Most of the project toolchain is managed by the
Makefile
,
the important targets are:
install
: Install needed dependencies and git hooks
readme
: Performs README.md
inclusion of files
lint
: Performs linting and formatting of the code
test
: Well, compile and run unit tests
build
: Creates a linux
distributable folder in dist
run
: Runs the code using go run
run-dev
: Creates and runs a docker container
release
: Creates a release docker image
publish
: Publishes the docker image on dockerhub using the contents of the
VERSION
file as the version
publish-latest
: Publishes the docker image on dockerhub with the latest
tag
- (TODO)
watch
: Performs lint
and test
on file modification
- (TODO)
func-test
: Performs functional tests inside the features
folder
Architecture
There are 6 main components to this search engine:
- Document database
- Index database
- Indexing service
- Query executor
- Query planner
- Query parser
Each component has a clear responsability in the system, and all of them work
togheter to respond to queries and document indexing requests.
Document Database
It's responsible to store and give id's to newly created documents. The
constraints are:
- Stores documents and their
id
s
- Enables
id
generation with no collisions for persistence
- Efective document storing algorithm, being optimized for fast reads and fast
enought writes
- Aware of the underlying storage unit, being it
ssd
or hdd
- Aware of the underlying linux page size and file caching strategy
Index database
Stores a reverse-index of "terms" and documents
- Stores
terms
to document set relations
- Enable
key
manipulation strategies for queries with keyword approximation
- Optimized for low density keys with lots of documents
- Aware of the underlying linux page size to easily fit and be loaded in-memory
Indexing service
Given a new document understands it and saves both on the index database and the
document database.
- Knows which fields are indexed and how
- Knows the document structure and can related that to the indexes
Query parser
Parses the user input and transforms it into a query plan using a tree-like
data structure.
- Parses a string given by the user and turns it into a graph
- The DSL will be similar to
lucene
's
- Support for ANSI SQL queries
- Support for document key lookups
Query planner
Given a query tree, optimizes it being aware of the restrictions and the
environment in which it will be executed.

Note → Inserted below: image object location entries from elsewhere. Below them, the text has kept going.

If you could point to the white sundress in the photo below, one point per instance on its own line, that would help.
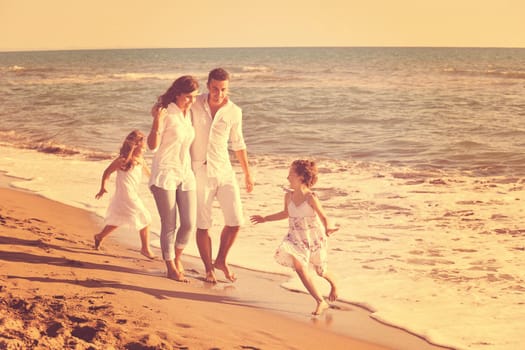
(306, 240)
(126, 207)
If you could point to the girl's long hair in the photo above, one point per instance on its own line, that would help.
(307, 170)
(126, 151)
(183, 85)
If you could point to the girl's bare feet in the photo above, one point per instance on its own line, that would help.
(225, 269)
(321, 306)
(333, 293)
(98, 241)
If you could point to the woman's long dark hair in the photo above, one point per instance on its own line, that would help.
(126, 151)
(183, 85)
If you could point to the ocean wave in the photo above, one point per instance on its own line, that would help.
(494, 73)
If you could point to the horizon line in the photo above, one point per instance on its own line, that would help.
(254, 47)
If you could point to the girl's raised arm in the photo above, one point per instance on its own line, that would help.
(115, 164)
(318, 208)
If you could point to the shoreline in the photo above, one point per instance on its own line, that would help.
(254, 292)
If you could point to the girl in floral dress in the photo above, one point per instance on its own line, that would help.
(306, 241)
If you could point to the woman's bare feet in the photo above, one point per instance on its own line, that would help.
(321, 306)
(179, 266)
(226, 270)
(179, 277)
(98, 241)
(147, 253)
(333, 293)
(210, 277)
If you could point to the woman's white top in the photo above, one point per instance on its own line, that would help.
(171, 165)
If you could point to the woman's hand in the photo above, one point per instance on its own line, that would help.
(331, 230)
(257, 219)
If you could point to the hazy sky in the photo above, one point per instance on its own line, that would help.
(81, 24)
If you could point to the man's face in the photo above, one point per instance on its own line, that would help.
(218, 91)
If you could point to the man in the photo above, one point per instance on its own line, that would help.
(217, 121)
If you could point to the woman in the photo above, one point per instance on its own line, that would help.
(172, 181)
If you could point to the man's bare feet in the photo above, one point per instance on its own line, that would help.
(179, 277)
(178, 265)
(210, 277)
(98, 241)
(226, 270)
(147, 253)
(333, 293)
(321, 306)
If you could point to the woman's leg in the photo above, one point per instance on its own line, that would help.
(187, 205)
(144, 240)
(166, 205)
(305, 277)
(102, 234)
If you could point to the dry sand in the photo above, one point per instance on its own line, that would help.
(57, 292)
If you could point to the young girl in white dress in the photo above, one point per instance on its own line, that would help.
(308, 231)
(126, 207)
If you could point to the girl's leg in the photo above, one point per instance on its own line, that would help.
(303, 273)
(102, 234)
(166, 205)
(187, 205)
(144, 240)
(329, 277)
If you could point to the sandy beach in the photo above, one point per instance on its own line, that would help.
(58, 292)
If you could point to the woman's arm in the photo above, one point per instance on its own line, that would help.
(158, 114)
(283, 214)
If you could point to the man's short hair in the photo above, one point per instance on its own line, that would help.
(218, 74)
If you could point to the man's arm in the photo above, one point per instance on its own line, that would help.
(242, 157)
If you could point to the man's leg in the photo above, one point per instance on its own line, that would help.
(204, 245)
(228, 236)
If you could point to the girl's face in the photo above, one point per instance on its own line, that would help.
(185, 101)
(294, 179)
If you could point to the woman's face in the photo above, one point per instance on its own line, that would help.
(184, 101)
(140, 145)
(294, 179)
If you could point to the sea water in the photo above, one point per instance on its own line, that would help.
(420, 153)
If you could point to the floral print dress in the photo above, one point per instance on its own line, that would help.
(306, 240)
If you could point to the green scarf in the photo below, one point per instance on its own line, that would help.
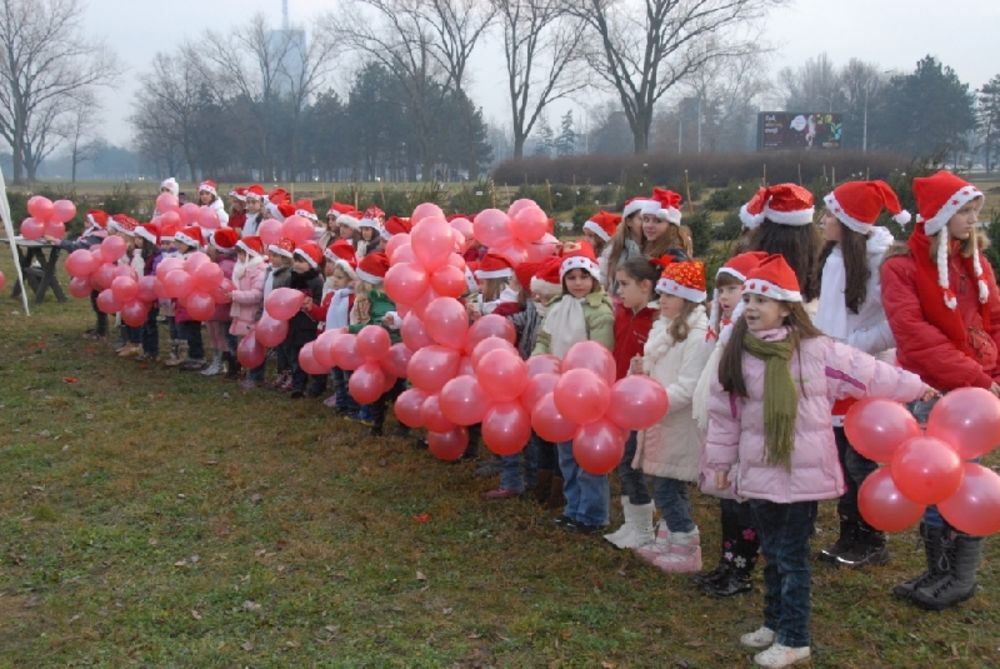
(781, 401)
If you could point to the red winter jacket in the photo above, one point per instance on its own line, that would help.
(923, 348)
(631, 332)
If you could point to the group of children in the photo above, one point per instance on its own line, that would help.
(802, 321)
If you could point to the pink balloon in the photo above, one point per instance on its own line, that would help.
(81, 263)
(408, 407)
(447, 322)
(284, 303)
(432, 366)
(503, 375)
(975, 506)
(249, 353)
(598, 447)
(448, 446)
(32, 229)
(637, 402)
(463, 401)
(883, 506)
(969, 420)
(270, 332)
(926, 469)
(506, 428)
(582, 396)
(63, 211)
(877, 427)
(549, 424)
(591, 355)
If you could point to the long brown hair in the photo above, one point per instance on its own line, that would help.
(731, 364)
(854, 248)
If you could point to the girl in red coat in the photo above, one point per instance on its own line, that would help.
(940, 296)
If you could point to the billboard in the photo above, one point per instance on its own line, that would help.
(799, 130)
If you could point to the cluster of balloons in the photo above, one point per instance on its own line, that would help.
(931, 467)
(47, 218)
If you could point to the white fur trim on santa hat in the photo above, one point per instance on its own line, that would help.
(771, 290)
(667, 286)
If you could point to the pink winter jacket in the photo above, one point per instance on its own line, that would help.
(829, 371)
(248, 296)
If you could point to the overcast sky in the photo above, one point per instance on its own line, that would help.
(892, 33)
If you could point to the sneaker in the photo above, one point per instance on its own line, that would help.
(762, 637)
(780, 655)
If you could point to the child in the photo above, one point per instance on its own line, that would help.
(940, 296)
(307, 263)
(636, 280)
(582, 313)
(850, 310)
(667, 453)
(770, 438)
(248, 294)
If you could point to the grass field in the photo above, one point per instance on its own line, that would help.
(155, 518)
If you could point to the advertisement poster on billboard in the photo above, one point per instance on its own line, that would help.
(797, 131)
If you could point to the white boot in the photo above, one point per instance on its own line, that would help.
(638, 527)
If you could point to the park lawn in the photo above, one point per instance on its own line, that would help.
(156, 518)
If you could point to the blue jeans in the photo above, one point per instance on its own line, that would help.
(632, 481)
(587, 495)
(670, 496)
(784, 531)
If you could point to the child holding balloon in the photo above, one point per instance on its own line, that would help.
(770, 438)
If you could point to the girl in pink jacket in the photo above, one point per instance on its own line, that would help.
(770, 437)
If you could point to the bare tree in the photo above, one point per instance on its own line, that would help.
(643, 58)
(541, 45)
(43, 62)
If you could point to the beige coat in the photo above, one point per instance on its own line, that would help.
(672, 448)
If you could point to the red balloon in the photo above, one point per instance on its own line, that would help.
(448, 446)
(926, 469)
(447, 322)
(463, 401)
(549, 423)
(637, 402)
(877, 427)
(506, 428)
(591, 355)
(582, 396)
(408, 407)
(367, 383)
(598, 447)
(432, 366)
(283, 303)
(975, 506)
(249, 353)
(503, 375)
(883, 506)
(969, 420)
(270, 332)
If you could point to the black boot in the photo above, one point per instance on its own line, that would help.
(963, 553)
(932, 538)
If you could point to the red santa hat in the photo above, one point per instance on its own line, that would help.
(341, 254)
(311, 253)
(857, 204)
(786, 204)
(603, 224)
(252, 246)
(580, 257)
(494, 266)
(190, 236)
(773, 278)
(373, 267)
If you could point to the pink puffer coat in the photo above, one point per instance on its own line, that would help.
(829, 371)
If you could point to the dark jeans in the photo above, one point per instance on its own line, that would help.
(784, 531)
(633, 482)
(856, 469)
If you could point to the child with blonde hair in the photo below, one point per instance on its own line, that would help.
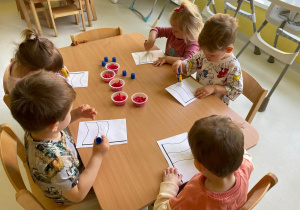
(217, 68)
(33, 54)
(217, 145)
(42, 104)
(186, 24)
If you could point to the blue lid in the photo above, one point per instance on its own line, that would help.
(132, 76)
(99, 140)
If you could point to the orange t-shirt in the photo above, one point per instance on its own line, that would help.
(196, 196)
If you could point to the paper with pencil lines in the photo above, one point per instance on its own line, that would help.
(177, 152)
(184, 91)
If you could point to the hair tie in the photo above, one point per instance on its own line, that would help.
(179, 9)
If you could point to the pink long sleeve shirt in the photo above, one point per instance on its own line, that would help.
(177, 47)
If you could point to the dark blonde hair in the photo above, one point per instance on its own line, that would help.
(189, 20)
(41, 99)
(218, 144)
(36, 52)
(218, 33)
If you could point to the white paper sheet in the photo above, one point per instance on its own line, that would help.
(178, 154)
(184, 92)
(78, 79)
(147, 57)
(114, 130)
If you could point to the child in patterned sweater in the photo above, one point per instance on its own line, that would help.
(217, 68)
(42, 104)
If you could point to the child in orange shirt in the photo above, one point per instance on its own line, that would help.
(217, 145)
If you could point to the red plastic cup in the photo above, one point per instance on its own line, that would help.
(117, 84)
(118, 98)
(113, 66)
(107, 75)
(139, 99)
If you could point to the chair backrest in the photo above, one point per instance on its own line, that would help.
(254, 92)
(10, 148)
(259, 191)
(95, 34)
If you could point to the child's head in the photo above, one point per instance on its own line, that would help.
(40, 100)
(36, 53)
(217, 36)
(186, 21)
(218, 144)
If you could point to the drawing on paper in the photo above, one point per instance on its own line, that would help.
(114, 130)
(178, 154)
(147, 57)
(78, 79)
(184, 91)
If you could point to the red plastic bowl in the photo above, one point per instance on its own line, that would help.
(117, 98)
(104, 75)
(113, 66)
(116, 81)
(139, 99)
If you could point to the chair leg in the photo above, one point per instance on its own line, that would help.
(47, 18)
(264, 104)
(82, 18)
(93, 9)
(76, 19)
(52, 18)
(271, 58)
(155, 23)
(256, 49)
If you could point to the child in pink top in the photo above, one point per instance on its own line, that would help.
(33, 54)
(186, 23)
(217, 145)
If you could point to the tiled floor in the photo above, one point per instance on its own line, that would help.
(278, 148)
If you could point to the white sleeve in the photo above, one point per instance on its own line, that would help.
(167, 191)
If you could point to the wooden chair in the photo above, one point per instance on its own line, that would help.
(259, 191)
(254, 92)
(66, 10)
(96, 34)
(92, 7)
(10, 149)
(254, 195)
(39, 7)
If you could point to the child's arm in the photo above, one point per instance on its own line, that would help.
(84, 111)
(168, 188)
(234, 83)
(166, 59)
(88, 176)
(210, 89)
(151, 40)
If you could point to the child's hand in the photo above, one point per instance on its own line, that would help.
(85, 111)
(177, 65)
(101, 149)
(149, 44)
(160, 61)
(171, 175)
(204, 91)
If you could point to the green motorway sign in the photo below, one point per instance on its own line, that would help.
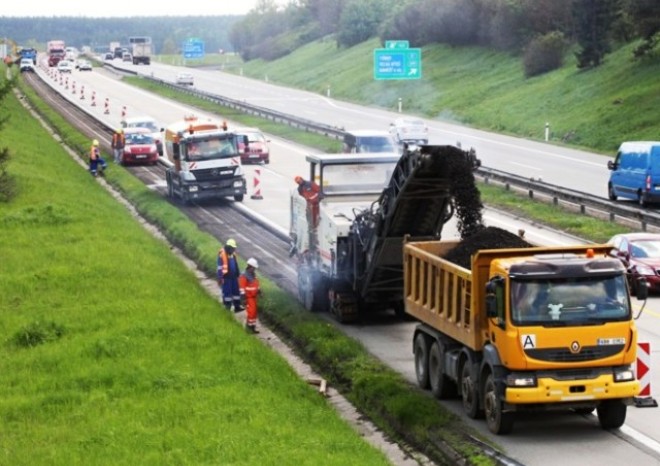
(396, 63)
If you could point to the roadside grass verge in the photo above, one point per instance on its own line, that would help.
(113, 354)
(394, 405)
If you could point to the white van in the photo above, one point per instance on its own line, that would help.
(635, 172)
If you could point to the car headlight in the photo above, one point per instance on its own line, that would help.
(644, 270)
(520, 380)
(623, 374)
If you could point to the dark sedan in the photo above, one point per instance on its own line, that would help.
(640, 253)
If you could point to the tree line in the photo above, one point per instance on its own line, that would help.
(541, 31)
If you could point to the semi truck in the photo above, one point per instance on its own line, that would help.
(141, 53)
(56, 50)
(205, 158)
(350, 258)
(522, 329)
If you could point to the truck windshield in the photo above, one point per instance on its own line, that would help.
(208, 149)
(570, 302)
(362, 178)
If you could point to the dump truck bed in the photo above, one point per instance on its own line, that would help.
(451, 298)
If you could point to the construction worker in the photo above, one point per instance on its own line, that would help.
(228, 273)
(249, 288)
(312, 194)
(118, 144)
(95, 159)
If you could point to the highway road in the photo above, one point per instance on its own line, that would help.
(539, 440)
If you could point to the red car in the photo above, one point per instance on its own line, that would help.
(640, 253)
(140, 147)
(258, 150)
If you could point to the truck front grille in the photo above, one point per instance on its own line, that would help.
(587, 353)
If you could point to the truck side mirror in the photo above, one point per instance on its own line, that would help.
(642, 289)
(495, 298)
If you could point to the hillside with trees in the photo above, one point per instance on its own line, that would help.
(541, 32)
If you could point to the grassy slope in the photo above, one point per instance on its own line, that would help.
(112, 353)
(602, 107)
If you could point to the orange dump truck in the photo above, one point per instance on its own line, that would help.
(523, 329)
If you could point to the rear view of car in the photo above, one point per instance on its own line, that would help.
(140, 147)
(368, 141)
(184, 79)
(409, 131)
(257, 150)
(148, 123)
(640, 254)
(26, 65)
(635, 172)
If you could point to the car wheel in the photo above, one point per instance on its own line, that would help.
(498, 421)
(469, 392)
(610, 193)
(611, 414)
(422, 360)
(641, 199)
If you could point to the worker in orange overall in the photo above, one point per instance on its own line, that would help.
(312, 194)
(118, 144)
(95, 159)
(248, 284)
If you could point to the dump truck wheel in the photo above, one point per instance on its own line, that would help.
(469, 392)
(611, 414)
(498, 421)
(441, 386)
(421, 349)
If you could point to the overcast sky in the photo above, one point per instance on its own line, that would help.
(107, 8)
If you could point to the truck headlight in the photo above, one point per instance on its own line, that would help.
(623, 374)
(520, 380)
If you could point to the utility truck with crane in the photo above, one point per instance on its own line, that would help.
(205, 160)
(504, 325)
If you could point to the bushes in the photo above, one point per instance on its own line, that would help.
(544, 53)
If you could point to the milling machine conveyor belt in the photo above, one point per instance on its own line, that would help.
(416, 203)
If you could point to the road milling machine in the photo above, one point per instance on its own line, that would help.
(350, 257)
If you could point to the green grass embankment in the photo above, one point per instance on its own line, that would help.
(595, 109)
(113, 353)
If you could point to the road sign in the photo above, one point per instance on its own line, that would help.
(397, 44)
(397, 64)
(193, 48)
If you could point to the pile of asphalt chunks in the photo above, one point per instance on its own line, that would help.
(467, 202)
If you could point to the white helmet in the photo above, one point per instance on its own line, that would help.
(253, 262)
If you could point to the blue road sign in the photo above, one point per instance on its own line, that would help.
(397, 64)
(193, 48)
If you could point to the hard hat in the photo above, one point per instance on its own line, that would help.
(252, 262)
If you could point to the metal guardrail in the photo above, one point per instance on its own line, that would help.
(586, 204)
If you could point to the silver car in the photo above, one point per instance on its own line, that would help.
(409, 130)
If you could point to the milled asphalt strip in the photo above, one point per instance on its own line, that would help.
(399, 455)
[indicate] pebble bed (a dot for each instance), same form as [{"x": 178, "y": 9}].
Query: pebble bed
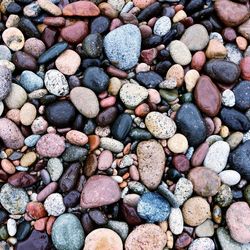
[{"x": 125, "y": 124}]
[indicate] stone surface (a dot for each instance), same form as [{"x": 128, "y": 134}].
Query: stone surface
[
  {"x": 85, "y": 101},
  {"x": 237, "y": 218},
  {"x": 67, "y": 232},
  {"x": 151, "y": 159},
  {"x": 99, "y": 191},
  {"x": 122, "y": 46},
  {"x": 146, "y": 237}
]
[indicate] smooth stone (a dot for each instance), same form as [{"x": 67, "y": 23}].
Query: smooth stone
[
  {"x": 230, "y": 177},
  {"x": 195, "y": 211},
  {"x": 104, "y": 238},
  {"x": 180, "y": 53},
  {"x": 195, "y": 37},
  {"x": 216, "y": 158},
  {"x": 132, "y": 95},
  {"x": 191, "y": 124},
  {"x": 205, "y": 181},
  {"x": 121, "y": 127},
  {"x": 242, "y": 95},
  {"x": 153, "y": 207},
  {"x": 122, "y": 46},
  {"x": 175, "y": 221},
  {"x": 95, "y": 79},
  {"x": 237, "y": 218},
  {"x": 160, "y": 125},
  {"x": 151, "y": 159},
  {"x": 5, "y": 82},
  {"x": 202, "y": 243},
  {"x": 37, "y": 240},
  {"x": 50, "y": 145},
  {"x": 239, "y": 158},
  {"x": 14, "y": 200},
  {"x": 85, "y": 101},
  {"x": 146, "y": 237},
  {"x": 30, "y": 81},
  {"x": 162, "y": 26},
  {"x": 98, "y": 191},
  {"x": 207, "y": 96},
  {"x": 56, "y": 83},
  {"x": 224, "y": 72},
  {"x": 67, "y": 233},
  {"x": 231, "y": 13},
  {"x": 10, "y": 134},
  {"x": 235, "y": 120},
  {"x": 52, "y": 52},
  {"x": 16, "y": 97},
  {"x": 149, "y": 79},
  {"x": 60, "y": 114}
]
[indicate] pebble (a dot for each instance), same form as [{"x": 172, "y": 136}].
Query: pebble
[
  {"x": 202, "y": 243},
  {"x": 195, "y": 37},
  {"x": 237, "y": 218},
  {"x": 206, "y": 229},
  {"x": 122, "y": 46},
  {"x": 230, "y": 177},
  {"x": 180, "y": 52},
  {"x": 85, "y": 101},
  {"x": 151, "y": 159},
  {"x": 160, "y": 125},
  {"x": 228, "y": 98},
  {"x": 146, "y": 236},
  {"x": 183, "y": 190},
  {"x": 239, "y": 158},
  {"x": 68, "y": 62},
  {"x": 162, "y": 26},
  {"x": 16, "y": 98},
  {"x": 191, "y": 124},
  {"x": 205, "y": 181},
  {"x": 216, "y": 158},
  {"x": 132, "y": 95},
  {"x": 176, "y": 222},
  {"x": 14, "y": 200},
  {"x": 55, "y": 168},
  {"x": 67, "y": 232},
  {"x": 50, "y": 145},
  {"x": 99, "y": 190},
  {"x": 13, "y": 38},
  {"x": 30, "y": 81},
  {"x": 152, "y": 207},
  {"x": 5, "y": 82},
  {"x": 103, "y": 237},
  {"x": 54, "y": 204},
  {"x": 195, "y": 211}
]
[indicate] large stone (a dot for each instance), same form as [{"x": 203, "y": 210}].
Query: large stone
[
  {"x": 151, "y": 159},
  {"x": 122, "y": 46}
]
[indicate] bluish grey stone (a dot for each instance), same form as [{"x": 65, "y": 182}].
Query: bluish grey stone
[
  {"x": 122, "y": 46},
  {"x": 30, "y": 81},
  {"x": 67, "y": 233},
  {"x": 153, "y": 207},
  {"x": 31, "y": 140}
]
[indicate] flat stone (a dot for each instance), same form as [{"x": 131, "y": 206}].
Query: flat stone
[
  {"x": 85, "y": 101},
  {"x": 195, "y": 37},
  {"x": 237, "y": 218},
  {"x": 216, "y": 158},
  {"x": 160, "y": 125},
  {"x": 14, "y": 200},
  {"x": 67, "y": 232},
  {"x": 99, "y": 190},
  {"x": 122, "y": 46},
  {"x": 146, "y": 237},
  {"x": 151, "y": 159}
]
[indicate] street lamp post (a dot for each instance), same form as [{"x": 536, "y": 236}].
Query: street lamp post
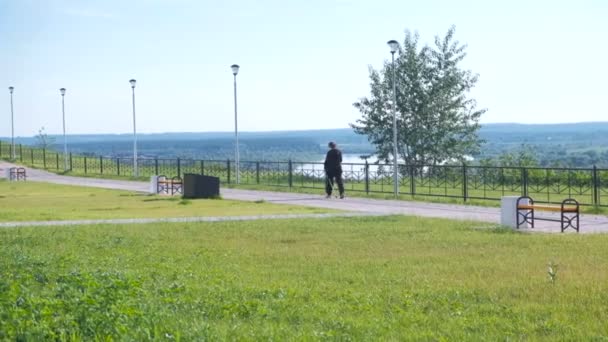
[
  {"x": 135, "y": 169},
  {"x": 65, "y": 141},
  {"x": 235, "y": 71},
  {"x": 394, "y": 45},
  {"x": 10, "y": 89}
]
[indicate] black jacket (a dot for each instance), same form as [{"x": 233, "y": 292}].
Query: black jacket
[{"x": 333, "y": 161}]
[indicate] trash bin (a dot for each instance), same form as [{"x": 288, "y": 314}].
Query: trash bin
[{"x": 199, "y": 186}]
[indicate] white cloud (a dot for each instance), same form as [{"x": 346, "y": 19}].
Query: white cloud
[{"x": 88, "y": 13}]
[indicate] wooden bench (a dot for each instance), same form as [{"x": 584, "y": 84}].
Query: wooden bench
[
  {"x": 569, "y": 212},
  {"x": 169, "y": 186},
  {"x": 17, "y": 173}
]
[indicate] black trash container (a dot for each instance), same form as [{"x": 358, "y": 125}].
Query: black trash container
[{"x": 199, "y": 186}]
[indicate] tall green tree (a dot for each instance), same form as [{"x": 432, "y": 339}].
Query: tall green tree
[{"x": 437, "y": 120}]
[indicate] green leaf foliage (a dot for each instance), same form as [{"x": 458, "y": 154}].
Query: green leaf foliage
[{"x": 437, "y": 120}]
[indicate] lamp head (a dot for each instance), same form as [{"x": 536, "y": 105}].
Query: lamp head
[
  {"x": 235, "y": 69},
  {"x": 394, "y": 45}
]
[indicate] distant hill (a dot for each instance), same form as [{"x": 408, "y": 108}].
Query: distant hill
[{"x": 551, "y": 141}]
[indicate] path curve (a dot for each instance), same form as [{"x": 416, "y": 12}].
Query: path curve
[{"x": 589, "y": 223}]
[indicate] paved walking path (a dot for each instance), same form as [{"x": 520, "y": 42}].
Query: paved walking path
[{"x": 589, "y": 223}]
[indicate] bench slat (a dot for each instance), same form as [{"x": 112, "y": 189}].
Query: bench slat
[{"x": 568, "y": 209}]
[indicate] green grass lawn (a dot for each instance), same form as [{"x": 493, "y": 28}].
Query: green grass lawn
[
  {"x": 35, "y": 201},
  {"x": 389, "y": 278}
]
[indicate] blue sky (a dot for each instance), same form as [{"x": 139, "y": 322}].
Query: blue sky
[{"x": 303, "y": 63}]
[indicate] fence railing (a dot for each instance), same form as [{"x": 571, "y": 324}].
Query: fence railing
[{"x": 588, "y": 185}]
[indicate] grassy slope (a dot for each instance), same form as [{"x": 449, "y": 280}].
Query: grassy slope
[
  {"x": 359, "y": 279},
  {"x": 34, "y": 201}
]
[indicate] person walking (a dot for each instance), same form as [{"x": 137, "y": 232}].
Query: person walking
[{"x": 333, "y": 169}]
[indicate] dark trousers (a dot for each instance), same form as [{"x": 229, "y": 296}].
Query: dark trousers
[{"x": 330, "y": 182}]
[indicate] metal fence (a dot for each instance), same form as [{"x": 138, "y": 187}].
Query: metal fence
[{"x": 551, "y": 185}]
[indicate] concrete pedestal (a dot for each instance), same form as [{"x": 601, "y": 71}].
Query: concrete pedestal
[{"x": 508, "y": 211}]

- Remove redundant results, making them available to all the steps that need
- Aware of index size to sort which effective retrievals will be done first
- Returns an ordered list of query nodes to be executed
Query executor
After having a structured plan the query then retrieves effective data from the
index
database, this step is performed by the executor.
- Knows how to query the index database
- Joins the results given by it in a ordered fashion
- Retrieves the documents
- Stores the query results in a file to be queried later using "cold" storage
Query language
This query language is heavily based on lucene's, to simplify design and
understand what tradeoffs were made.
Test scenario
The current test scenario that will be used will be indexing podcasts by name,
content and tags.
The base usage can be found in searchzin-example
.
License
searchzin is available under the MIT license.